Por: Lisandro Duque Naranjo
En las fiestas con trío de músicos, habitualmente alguno de los concurrentes les dice a los cantantes: “Jálenle primero a Las Acacias para que salgamos de eso de una vez”.
Es casi lo mismo que les ocurre a muchos de quienes escriben sobre Álvaro Uribe, que cuando tienen que criticarle sus despóticos actos de gobierno, se sienten en la obligación de reconocerle previamente dos virtudes, a saber: que madruga mucho y que trabaja en exceso.
Como voy a referirme al tema de la devolución del cabo Pablo Emilio Moncayo, diré lo que suele ser imperativo también en este caso: que como el hace once años muchacho, y ahora un señor, se encuentra en poder de las FARC, pues que lo devuelvan sin condiciones quienes se lo llevaron. Esa frase ritual, sin embargo, carece de sentido ahora, cuando la organización guerrillera ha minimizado las exigencias, reclamando apenas la presencia del padre del secuestrado y la de la senadora Piedad Córdoba. Bueno, y la de
Es un hecho que Uribe detesta que por iniciativas emprendidas desde la civilidad, las FARC terminen devolviendo secuestrados. Con mayor razón si se trata de militares, como si su condición de uniformados los hiciera de su propiedad, tal y como hasta el momento de poner fin a su cautiverio los ha considerado la guerrilla. Si por el Presidente fuera, preferible que “sus” hombres se vuelen o se aguanten hasta que los rescaten, o aparezcan en sus casas restituidos subrepticiamente.
Los soldados que han tenido la suerte de ser recuperados en forma incruenta —los de la publicitada Operación Jaque—, desde luego están en su razón al abrazar de nuevo la causa de su Ejército. No entiendo, sin embargo, que se muestren tan agradecidos con sus jerarquías, aquellos que son liberados unilateralmente por sus captores. El que se les haya seguido pagando el sueldo a sus familias, durante su forzada ausencia, no justifica que los hayan dejado botados a su suerte, alegando que un procedimiento humanitario “desmoraliza a las tropas”. Con jefes de esos para qué enemigos.

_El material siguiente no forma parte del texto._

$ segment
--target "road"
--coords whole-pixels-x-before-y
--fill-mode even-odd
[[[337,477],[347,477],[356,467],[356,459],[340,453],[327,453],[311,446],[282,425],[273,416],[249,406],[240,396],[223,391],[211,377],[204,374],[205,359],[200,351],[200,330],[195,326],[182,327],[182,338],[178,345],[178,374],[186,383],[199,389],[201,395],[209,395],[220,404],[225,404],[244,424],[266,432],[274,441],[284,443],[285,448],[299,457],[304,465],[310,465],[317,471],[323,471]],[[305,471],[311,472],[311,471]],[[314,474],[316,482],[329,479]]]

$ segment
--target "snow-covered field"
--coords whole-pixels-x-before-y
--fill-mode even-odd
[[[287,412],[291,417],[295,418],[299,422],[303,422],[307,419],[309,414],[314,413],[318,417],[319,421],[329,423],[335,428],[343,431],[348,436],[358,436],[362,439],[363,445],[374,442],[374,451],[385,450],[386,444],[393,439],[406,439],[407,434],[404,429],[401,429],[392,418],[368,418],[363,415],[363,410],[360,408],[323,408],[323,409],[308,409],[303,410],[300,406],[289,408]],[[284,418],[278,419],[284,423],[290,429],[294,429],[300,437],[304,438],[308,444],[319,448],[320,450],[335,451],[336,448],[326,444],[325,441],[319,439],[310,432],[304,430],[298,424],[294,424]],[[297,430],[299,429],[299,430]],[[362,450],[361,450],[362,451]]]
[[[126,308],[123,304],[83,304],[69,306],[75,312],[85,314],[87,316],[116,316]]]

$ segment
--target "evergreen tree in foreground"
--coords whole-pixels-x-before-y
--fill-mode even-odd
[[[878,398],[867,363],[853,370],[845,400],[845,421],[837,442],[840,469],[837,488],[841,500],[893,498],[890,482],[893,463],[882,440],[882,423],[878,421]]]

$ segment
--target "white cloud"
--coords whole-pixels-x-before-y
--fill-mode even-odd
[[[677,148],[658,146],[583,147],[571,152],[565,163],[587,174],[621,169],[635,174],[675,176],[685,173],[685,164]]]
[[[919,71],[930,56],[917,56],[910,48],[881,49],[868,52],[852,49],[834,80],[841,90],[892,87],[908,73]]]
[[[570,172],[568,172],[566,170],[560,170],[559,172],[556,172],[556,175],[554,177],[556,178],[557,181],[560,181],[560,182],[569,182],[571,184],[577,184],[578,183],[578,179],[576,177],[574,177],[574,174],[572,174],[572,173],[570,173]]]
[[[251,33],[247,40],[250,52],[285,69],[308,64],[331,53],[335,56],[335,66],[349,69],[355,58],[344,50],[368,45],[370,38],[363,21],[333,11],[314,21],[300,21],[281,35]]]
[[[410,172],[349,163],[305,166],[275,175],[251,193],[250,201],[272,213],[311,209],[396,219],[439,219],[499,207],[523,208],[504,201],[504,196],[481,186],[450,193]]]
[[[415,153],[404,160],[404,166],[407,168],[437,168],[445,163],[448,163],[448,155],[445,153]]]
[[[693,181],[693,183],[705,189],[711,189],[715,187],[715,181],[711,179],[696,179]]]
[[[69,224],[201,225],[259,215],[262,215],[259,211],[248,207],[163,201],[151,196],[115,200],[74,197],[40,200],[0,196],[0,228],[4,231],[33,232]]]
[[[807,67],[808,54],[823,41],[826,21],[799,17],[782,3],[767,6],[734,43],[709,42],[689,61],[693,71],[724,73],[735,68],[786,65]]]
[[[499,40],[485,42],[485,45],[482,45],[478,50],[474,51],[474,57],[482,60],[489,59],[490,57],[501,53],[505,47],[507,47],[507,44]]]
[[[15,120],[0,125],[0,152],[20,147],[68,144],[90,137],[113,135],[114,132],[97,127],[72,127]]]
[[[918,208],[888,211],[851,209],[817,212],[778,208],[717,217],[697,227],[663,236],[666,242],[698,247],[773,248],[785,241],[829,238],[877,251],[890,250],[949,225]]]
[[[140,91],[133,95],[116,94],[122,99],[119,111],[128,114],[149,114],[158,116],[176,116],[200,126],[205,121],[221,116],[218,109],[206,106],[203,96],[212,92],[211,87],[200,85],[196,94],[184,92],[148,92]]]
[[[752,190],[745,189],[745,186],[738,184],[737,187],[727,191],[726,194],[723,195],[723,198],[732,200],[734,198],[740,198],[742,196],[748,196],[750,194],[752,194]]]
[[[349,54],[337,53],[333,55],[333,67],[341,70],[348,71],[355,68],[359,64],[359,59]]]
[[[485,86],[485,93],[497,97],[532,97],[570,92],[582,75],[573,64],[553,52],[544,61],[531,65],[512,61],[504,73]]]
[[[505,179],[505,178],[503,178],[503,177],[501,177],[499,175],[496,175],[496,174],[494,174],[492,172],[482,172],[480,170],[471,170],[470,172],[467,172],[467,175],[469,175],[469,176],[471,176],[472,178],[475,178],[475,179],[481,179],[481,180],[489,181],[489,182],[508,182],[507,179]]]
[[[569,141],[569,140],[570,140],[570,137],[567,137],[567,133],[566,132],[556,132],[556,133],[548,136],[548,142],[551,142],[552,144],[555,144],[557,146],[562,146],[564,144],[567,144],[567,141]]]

Hay un motivo adicional para que el Presidente quiera abortar la liberación del cabo Moncayo: que éste es hijo del profesor caminante, una figura simbólica e internacional —colombiana no, porque este país no tiene hígados— del intercambio humanitario. Creo que para el caso puntual de esta entrega, al Gobierno le irrita más la presencia del padre de Pablo Emilio que la de la propia senadora, porque ésta, como se vio en su última misión, sabe guardar prudencia cuando el Ejército aísla de los civiles a los uniformados ya libres, para inducirles unas declaraciones estereotipadas. Ella tiene claro que ese no es problema suyo. De igual manera se repliega con recato cuando comienzan las ruedas de prensa de los liberados no militares. Esa fiesta es de ellos, y basta. Mientras que en tratándose del profesor, posiblemente éste va a reclamar su pleno derecho a ser el anfitrión de su victoria como padre, por encima del que el Ejército querrá ejercer frente a quien considera su subalterno, sin importar que lo haya abandonado durante 11 años.
Está probado que para el Gobierno son tan insufribles las víctimas del conflicto armado que reclaman el respeto a su dignidad —los desplazados, por ejemplo—, como los escasos beneficiarios de las soluciones negociadas. En los foros y blogs fletados por la caverna deshumanizada, no rebajan a Alan Jara de “agente de las FARC”, y hasta dicen que su cautiverio no fue tal, sino una voluntaria pasantía, un camping.